Dear Mrs. Bluth,
I write to you with great sadness, and with the hope that you can shed light on the hurtful experience both my husband and I experienced this past Yom Tov.
We came from Eretz Yisroel to spend Yom Tov with my husband’s family. They are Sefaradi and dark skinned in comparison to everyone else in the shul. However, I am Ethiopian and am black skinned with blue eyes, as are my two little sons. I will not tell you what city or state we were in because I don’t want to offend anyone or embarrass my husband’s family, they are kind and loving people and treat me with love and respect. Unfortunately, I can’t say the same for their neighbors, friends or other family members and shul congregants. I tolerated the sideways glances from the women who, I am quite sure, where whispering amongst themselves behind my back. To my face, they said nothing more than a grumbled “Good Yom Tov,” when introduced.
No one sat next to me – even though the shul was full, there was an empty chair beside me that no one chose to sit in. My sweet mother-in-law tried to brush off the embarrassment and shame I was feeling, even though I understood the reason. To be shunned by my own people was a hurt I had never experienced before. In Eretz Yisroel I am never made to feel this way or stand apart because of my skin color. My brothers went into the army and they were treated as any other soldier. My sisters and I are all well educated, practicing professionals; in fact, I am a well-respected ObGyn in a large Israeli hospital.
What hurt more than my own feelings of rejection was that of my children, who were taunted and ganged up on by the other children. My older son was jumped by bigger boys and the candy he had gathered during a hakafa on Simchas Torah was ripped out of his hands. He came to me crying and said he wanted to go home, home to Beit Shemesh where life did not set him apart or made him feel excluded, unworthy or different! My husband’s eyes reflected the pain he felt for his children and we decided that it would be a long time before we came back to the States.
I am jotting off this letter as I finish packing for the way home. I wanted to make something right out of this experience by letting people know that we are all Bnei Yisroel, and equal in Hakodosh Boruch Hu’s love.
Why were we made to feel so low and inferior, why? Because we are dark-skinned?
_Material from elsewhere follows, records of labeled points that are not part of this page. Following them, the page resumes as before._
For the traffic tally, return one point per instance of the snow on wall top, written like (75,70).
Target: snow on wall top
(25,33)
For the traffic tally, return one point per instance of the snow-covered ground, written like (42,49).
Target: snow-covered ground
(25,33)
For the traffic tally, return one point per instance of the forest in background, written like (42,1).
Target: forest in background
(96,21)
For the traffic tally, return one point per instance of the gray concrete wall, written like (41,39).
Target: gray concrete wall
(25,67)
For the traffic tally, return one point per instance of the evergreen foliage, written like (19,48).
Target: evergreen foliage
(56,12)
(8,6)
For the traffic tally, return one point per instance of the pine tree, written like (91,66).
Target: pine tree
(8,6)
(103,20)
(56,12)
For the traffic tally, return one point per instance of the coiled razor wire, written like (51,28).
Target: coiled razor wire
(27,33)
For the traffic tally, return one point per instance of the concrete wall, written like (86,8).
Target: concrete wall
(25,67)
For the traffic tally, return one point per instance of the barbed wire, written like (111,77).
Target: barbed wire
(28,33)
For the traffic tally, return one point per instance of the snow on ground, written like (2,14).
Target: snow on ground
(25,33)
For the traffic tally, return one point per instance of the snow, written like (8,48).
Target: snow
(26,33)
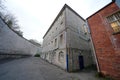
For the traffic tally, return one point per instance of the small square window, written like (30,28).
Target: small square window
(114,21)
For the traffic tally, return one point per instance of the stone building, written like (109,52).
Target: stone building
(105,31)
(66,43)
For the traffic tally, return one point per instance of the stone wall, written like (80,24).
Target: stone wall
(13,44)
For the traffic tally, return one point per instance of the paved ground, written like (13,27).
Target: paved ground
(36,69)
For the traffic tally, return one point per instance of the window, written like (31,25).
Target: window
(61,56)
(84,29)
(55,42)
(114,21)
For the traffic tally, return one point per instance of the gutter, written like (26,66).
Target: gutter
(93,48)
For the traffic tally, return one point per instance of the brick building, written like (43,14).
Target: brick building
(105,32)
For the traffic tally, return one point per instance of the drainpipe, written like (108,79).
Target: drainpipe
(94,53)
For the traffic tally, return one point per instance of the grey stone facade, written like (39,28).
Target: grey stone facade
(12,44)
(66,40)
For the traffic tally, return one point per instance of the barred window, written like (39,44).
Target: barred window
(114,21)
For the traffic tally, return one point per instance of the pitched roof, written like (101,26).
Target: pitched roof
(65,6)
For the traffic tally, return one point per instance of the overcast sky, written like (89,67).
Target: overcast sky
(36,16)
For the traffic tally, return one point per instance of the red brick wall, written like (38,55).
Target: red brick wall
(107,45)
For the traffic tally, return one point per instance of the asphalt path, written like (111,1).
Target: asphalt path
(34,68)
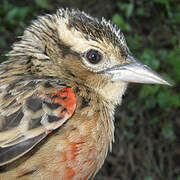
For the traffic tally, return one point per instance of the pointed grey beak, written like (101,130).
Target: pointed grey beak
(135,72)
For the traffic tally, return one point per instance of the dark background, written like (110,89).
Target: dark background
(147,123)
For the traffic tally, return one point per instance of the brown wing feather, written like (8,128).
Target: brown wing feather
(29,110)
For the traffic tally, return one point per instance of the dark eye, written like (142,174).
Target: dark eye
(93,56)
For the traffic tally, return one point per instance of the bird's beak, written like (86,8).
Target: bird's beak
(135,71)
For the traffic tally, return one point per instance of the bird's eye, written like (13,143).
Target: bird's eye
(93,56)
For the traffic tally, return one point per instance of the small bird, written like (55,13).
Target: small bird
(58,93)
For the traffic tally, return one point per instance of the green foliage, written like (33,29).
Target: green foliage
(154,37)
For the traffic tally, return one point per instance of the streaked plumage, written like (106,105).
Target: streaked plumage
(58,93)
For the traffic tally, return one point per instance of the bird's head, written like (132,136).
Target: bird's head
(82,49)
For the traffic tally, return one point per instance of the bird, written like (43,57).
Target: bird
(58,92)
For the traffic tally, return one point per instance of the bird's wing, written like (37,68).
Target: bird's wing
(30,109)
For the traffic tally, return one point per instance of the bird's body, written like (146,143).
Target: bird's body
(58,93)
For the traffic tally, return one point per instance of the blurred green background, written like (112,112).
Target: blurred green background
(147,123)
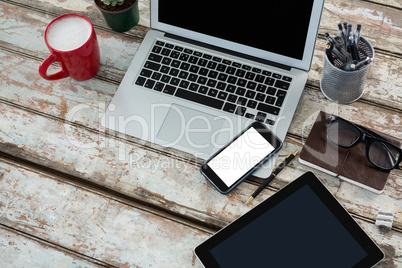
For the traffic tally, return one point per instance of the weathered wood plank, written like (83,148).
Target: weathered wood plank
(18,251)
(391,3)
(62,98)
(93,225)
(110,231)
(388,241)
(116,61)
(381,24)
(134,170)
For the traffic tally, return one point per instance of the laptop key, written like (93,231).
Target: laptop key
(193,78)
(268,108)
(241,82)
(193,59)
(251,104)
(261,88)
(277,76)
(175,63)
(222,95)
(271,91)
(156,76)
(198,98)
(241,101)
(231,88)
(212,92)
(232,98)
(202,80)
(159,86)
(165,69)
(241,110)
(250,116)
(229,107)
(270,122)
(156,49)
(260,97)
(269,81)
(194,69)
(165,52)
(140,81)
(174,81)
(166,61)
(174,72)
(221,86)
(281,96)
(203,90)
(281,84)
(287,79)
(184,84)
(250,94)
(183,75)
(193,87)
(152,65)
(240,91)
(270,100)
(231,70)
(149,83)
(155,57)
(169,89)
(260,78)
(146,73)
(260,117)
(251,85)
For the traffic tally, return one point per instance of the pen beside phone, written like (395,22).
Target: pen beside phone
(272,176)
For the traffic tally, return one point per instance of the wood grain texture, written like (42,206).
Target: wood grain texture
(17,250)
(91,224)
(102,198)
(133,170)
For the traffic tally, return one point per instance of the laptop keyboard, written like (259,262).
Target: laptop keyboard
(215,82)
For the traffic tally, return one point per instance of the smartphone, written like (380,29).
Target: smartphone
(238,159)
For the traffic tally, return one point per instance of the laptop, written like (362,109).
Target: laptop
(207,69)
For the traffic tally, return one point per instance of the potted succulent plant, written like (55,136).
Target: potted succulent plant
(120,15)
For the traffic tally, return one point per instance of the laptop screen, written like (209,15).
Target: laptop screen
(279,31)
(276,26)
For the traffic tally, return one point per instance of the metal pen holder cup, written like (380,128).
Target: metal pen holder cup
(345,86)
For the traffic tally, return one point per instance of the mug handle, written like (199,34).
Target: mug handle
(45,65)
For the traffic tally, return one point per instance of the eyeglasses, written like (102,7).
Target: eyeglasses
(379,151)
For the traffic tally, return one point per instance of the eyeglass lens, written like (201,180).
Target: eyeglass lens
(343,134)
(380,153)
(383,155)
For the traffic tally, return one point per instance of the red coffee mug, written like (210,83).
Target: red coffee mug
(81,62)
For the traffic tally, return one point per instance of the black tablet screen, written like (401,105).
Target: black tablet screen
(300,230)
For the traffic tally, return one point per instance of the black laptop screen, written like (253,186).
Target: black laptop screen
(276,26)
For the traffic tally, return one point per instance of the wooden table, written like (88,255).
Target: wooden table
(74,194)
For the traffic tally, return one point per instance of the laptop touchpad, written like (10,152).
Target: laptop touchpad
(191,130)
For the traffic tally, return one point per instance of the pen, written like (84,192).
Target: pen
(364,62)
(272,176)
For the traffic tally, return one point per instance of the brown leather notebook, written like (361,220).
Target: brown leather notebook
(350,165)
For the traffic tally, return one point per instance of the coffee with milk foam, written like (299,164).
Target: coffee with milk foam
(68,33)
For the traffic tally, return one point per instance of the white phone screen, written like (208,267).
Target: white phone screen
(240,156)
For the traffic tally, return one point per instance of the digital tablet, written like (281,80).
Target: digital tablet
(302,225)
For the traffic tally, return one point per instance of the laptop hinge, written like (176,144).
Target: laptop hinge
(228,51)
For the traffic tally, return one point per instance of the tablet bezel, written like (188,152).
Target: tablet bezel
(375,255)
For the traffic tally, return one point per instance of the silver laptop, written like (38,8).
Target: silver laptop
(207,69)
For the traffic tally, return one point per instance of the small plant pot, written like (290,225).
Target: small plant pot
(120,20)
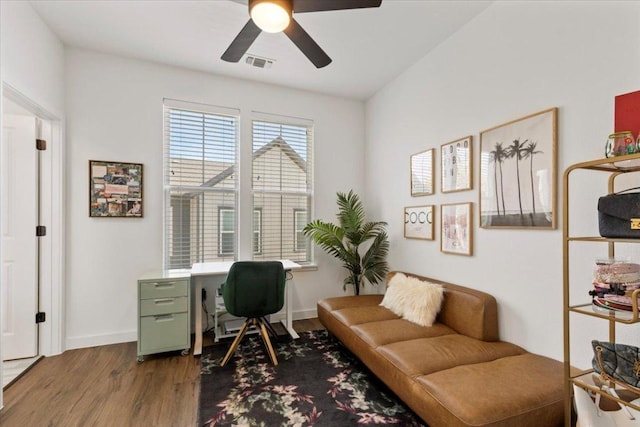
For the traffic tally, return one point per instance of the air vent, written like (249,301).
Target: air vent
(256,61)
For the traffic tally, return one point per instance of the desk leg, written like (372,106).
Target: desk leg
(288,322)
(197,347)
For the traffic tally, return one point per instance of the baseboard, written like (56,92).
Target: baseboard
(297,315)
(97,340)
(117,338)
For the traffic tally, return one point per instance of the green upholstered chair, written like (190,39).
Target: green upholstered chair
(254,289)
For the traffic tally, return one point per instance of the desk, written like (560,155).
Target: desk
(205,269)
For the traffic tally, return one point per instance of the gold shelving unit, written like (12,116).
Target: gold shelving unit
(614,167)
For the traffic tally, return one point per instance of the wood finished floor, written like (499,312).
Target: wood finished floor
(105,386)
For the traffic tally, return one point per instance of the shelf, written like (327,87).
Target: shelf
(626,317)
(585,381)
(601,240)
(614,167)
(628,163)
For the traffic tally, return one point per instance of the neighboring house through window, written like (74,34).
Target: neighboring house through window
(202,185)
(282,185)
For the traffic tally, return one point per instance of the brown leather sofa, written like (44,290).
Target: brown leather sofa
(456,372)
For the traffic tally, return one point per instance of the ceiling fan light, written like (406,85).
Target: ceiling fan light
(270,16)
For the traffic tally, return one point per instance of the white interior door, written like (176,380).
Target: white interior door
(19,279)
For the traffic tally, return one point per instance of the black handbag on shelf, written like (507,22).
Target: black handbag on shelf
(619,214)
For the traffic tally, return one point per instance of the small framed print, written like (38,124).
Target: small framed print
(422,173)
(456,161)
(115,189)
(456,228)
(418,222)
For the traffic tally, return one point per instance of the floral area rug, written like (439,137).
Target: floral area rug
(317,382)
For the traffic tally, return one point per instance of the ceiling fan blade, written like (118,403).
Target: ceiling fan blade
(306,44)
(242,42)
(300,6)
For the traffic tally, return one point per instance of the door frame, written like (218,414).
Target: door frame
(52,210)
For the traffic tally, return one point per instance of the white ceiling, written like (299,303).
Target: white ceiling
(369,47)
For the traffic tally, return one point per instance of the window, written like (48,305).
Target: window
(203,195)
(282,187)
(227,232)
(200,184)
(300,219)
(257,231)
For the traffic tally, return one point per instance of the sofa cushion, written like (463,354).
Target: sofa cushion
(426,355)
(415,300)
(357,315)
(523,390)
(468,311)
(336,303)
(390,331)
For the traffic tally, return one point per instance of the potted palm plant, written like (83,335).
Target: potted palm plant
(344,241)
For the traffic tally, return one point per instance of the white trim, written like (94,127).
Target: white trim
(296,315)
(99,340)
(52,277)
(201,108)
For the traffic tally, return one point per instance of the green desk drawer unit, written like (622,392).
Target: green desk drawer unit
(164,312)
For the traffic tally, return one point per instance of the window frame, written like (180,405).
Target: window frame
(297,231)
(199,247)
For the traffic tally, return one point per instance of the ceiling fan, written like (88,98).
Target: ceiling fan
(274,16)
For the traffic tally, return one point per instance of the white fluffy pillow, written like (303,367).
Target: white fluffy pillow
(413,299)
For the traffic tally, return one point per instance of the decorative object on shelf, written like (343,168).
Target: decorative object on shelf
(456,228)
(627,113)
(115,189)
(456,160)
(619,214)
(422,165)
(619,363)
(418,222)
(613,284)
(620,144)
(518,173)
(343,242)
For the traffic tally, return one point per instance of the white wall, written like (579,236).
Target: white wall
(515,59)
(32,57)
(32,66)
(114,107)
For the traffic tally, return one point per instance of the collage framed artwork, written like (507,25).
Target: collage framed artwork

My hope is that those who read my story and see themselves in it will have a change of heart and realize that Hashem made us as we were meant to be, different yet the same in His love. Does anyone have the right to cut down another because of any differences, be they physical or emotional? It leaves a bitter taste in my mouth to see how little ahavas Yisroel there is here and understand so much more why we have not been zoche to welcome Moshiach to date. My children will grow up in the beautiful spirituality that is Eretz Yisroel, and maybe they will forget the sad and degrading experience they went through in your country. Although I forgive whoever turned away from me, I will have a much harder time forgetting.
Your story is indeed a testament to how much work still has to be done in order for us to merit the coming of Moshiach and the Geula we so ardently pray for. I am sorry for your pain and poor treatment while you were guests here. There are no words to rectify the injustices you were made to suffer at the hands of ignorant and shallow people. I am well aware that some people are uncomfortable with what they do not understand or see as different from themselves. Sadly, we find this indifference and intolerance among those who dress differently because of chassidish or litvishe practices when, in fact, we are all the same spiritually! I truly believe that if all the Gedolei Hador and heads of kehillos would stand together on this issue, greater strides could be made toward the goal of achdus and ahavas Yisroel.
You did a wonderful service in sharing your painful experience with us, and making us aware that what makes many of us different from each other is not often of our own choosing. We have no right to diminish any of G-d’s creations, much less our brethren who may appear different from ourselves. Just the opposite. We should double our efforts to welcome all those who come into our midst and make them feel warmth and friendship. Prejudices have no place in our lives and are the antithesis of everything in our Torah.
Have a safe trip home to Beit Shemesh and Eretz Hakodesh. May your heart heal and your memory of the ugliness you experienced here disappear with time. Most of us would never have put you through such a painful episode, however, with education, the ignorant few who feel threatened by what they do not understand can and will be enlightened.
May you and your family never have to go through such heartache again and may we all merit the coming of Moshiach in our lifetime.